There are also a couple of tricks I do when building a motor concerning the oil pump and the pressure relief valve.

The best advice I can give is to get an Oberg type filter on the car with an 11’ X 11’ oil cooler. Ron at Discovery has these parts at good prices for those who want to be safe. I will check on having my pan duplicated/copied as soon as possible. Chuck


#76

Steve D wrote:

[quote]wstukas wrote:

As you have already pointed out, I don’t know $hit about the current topic, but for my education…

Wouldn’t you want the clearance tight on an engine with “known” oil starvation/pressure issues?

Steve D.[/quote]

I never said that. You have made some extremely valid points. Sorry if I come off a bit harsh…

My clearance was right at 0.002" between main journals and bearings. Touch on the loose side, but well within range. And you’re correct, tighter tolerances will help maintain oil pressure, if there is a pressure problem. I’m not sure that logic really applies here though; once the sump sucks air, the film of oil quickly deteriorates regardless of clearances.

I would not be surprised if I had more than one, unrelated issue with bearings. Especially considering the only motor that had an oil pressure gauge was the last one. But…I think we can all agree a crank scraper is a must, and the addition of an Accusump is just cheap insurance. I don’t want to be needing motor number 6 next month…


#77

Just finished installing my “new” motor. It is supposed to an extremely low mileage shortblock with a “NEW” factory head. The oil pump looked terrible (so much for extremely low mileage) so I replaced it with a low mileage spare and installed a crank scraper. the initial cold oil pressure was more than my other 2 motors (70), and hot pressure at idle is in the 30’s. So far so good.

I am going to run the car 200 miles on the street and change oil then run it easy on the track this weekend. NAPA has there full synthetic at $3 a qt so I bought some 15/50 and some of their Lucas type addittive, is there a specific Zinc additive out there I need to look for?

Hopefully this motor will last at least this year…

Al


#78

Amsoil has vy high ZDDP (>1300ppm) out of the bottle. Redline (>1200ppm) is about halfway between Amsoil and mass market oils (900-1100ppm). But Redline also sells a break-in additive that is primarily a bottle of ZDDP.

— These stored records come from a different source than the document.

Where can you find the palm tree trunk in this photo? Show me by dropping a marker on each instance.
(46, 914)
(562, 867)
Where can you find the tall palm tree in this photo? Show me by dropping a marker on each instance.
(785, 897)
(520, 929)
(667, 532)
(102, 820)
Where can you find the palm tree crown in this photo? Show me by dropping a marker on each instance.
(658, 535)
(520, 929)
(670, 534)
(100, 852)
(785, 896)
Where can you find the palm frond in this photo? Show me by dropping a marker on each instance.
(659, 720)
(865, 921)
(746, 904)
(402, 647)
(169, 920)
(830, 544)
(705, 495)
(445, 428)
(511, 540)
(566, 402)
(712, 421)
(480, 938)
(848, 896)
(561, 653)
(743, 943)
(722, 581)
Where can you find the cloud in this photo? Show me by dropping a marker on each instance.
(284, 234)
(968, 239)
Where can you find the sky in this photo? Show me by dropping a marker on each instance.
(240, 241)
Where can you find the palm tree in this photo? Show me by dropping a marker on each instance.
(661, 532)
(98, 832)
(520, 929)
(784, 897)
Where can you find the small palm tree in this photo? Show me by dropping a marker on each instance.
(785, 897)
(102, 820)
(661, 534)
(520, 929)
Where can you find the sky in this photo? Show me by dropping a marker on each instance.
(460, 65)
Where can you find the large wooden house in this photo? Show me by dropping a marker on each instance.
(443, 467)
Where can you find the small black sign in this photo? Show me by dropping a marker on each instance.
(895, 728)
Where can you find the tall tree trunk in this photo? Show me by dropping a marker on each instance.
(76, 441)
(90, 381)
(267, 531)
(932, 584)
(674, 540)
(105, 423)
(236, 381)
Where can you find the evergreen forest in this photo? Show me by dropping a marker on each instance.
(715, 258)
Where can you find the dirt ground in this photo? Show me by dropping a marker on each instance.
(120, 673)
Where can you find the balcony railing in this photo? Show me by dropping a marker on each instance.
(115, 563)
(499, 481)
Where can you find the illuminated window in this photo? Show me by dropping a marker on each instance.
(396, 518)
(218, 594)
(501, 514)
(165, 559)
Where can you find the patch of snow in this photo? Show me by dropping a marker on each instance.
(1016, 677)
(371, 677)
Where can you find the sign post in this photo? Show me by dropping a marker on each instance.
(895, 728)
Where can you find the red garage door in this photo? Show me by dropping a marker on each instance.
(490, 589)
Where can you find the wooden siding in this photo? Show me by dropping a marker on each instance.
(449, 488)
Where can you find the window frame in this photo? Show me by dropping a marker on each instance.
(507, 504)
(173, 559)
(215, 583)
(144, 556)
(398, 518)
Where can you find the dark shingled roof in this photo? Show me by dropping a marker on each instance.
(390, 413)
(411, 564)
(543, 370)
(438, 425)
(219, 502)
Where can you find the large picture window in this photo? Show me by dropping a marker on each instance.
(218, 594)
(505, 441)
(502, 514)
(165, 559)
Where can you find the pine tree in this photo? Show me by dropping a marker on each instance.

Either way ought to be ok, near as I’ve read.

I don’t know that I’d run Amsoil in anything with a cat tho.


#79

Scott, please don’t take this the wrong way, I don’t mean this to be offensive in any way. Is it possible that you think you have learned more about mechanical issues than you have actually learned? Recently, you have been mentored quite a bit by very capable mechanics, but does this mean you have become one? It takes years of experience to become a good mechanic. Give it time, you will get there my friend.


#80

Gasman wrote:

I don’t really know shit because experience counts for 90%. But I do read a lot. And being a mechanical engineer helps with the basics.

My natural inclination is to help where I can. If you see me put out bad scoop, by all means correct me. That way I’ll get the good scoop too.

I was reading up on ZDDP just the other day. No normal person would be able to pull those #'s off of the top of their head. But I was putting those #'s into my oil spreadsheet last night, so I remembered.